Customer Service Grade – D. No call back and insufficiently educated sales staff.
Dealer #2 has been a fixture in the area for nearly 50 years. They have an established reputation, not all of it good. I called the store on Tuesday to inquire if they had the suppressor I wanted in stock. The person who answered the phone had to ask someone else, but at least he answered my question – they did.
Based upon the price I was quoted, either the shop is offering a deal that undercuts the best Internet prices by 50% or else he got the names of the products confused. That said, it was at least worth my driving up to the store the next day. When I arrived, I was told that just like the other store, I needed to deal with the owner to purchase a suppressor. At the time, the owner had three people in his office and a call on hold. Since the boss was so busy, I said that I would just call the next day and make an appointment.
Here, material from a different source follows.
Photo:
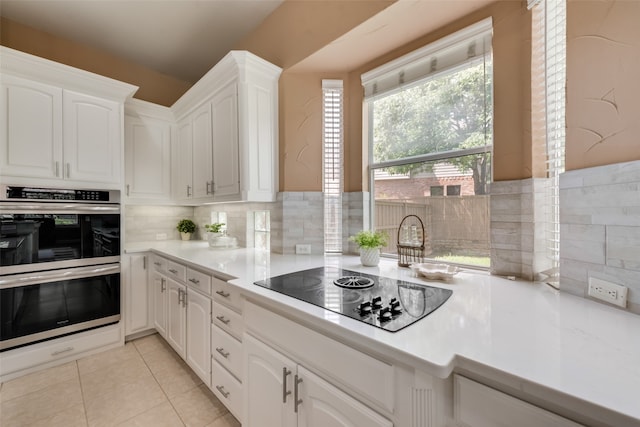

The next day, I called in the morning and the boss was again busy so I left my name and number. I also called a couple of hours later and left a message on his voice mail (just in case the person who took it down lost it). I told him I was interested in purchasing a suppressor and would like to make and appointment to come to the store to do it. A day later, still no call back.
Customer Service Grade – F – Really, you don’t want my money? Seriously?
Unfortunately, in my state, I’m kind of screwed. I’m going to have to deal with one of these two outfits if I want to purchase the product I’m looking for. I really think that there’s an opportunity here for someone who is not an assclown to get into the Class III business. As was the case during the cigar boom, new stores entered the market that actually paid attention to customer service and, once the boom eased, they did better as the customers remembered them.
Perhaps something similar will happen in the firearms business. I already channel a lot of my non-Class III purchasing through a local guy who does this part time and charges less than the big guys and is more focused on customer service than they are. If some of the little guys decide to get into the Class III biz, we might just have something here.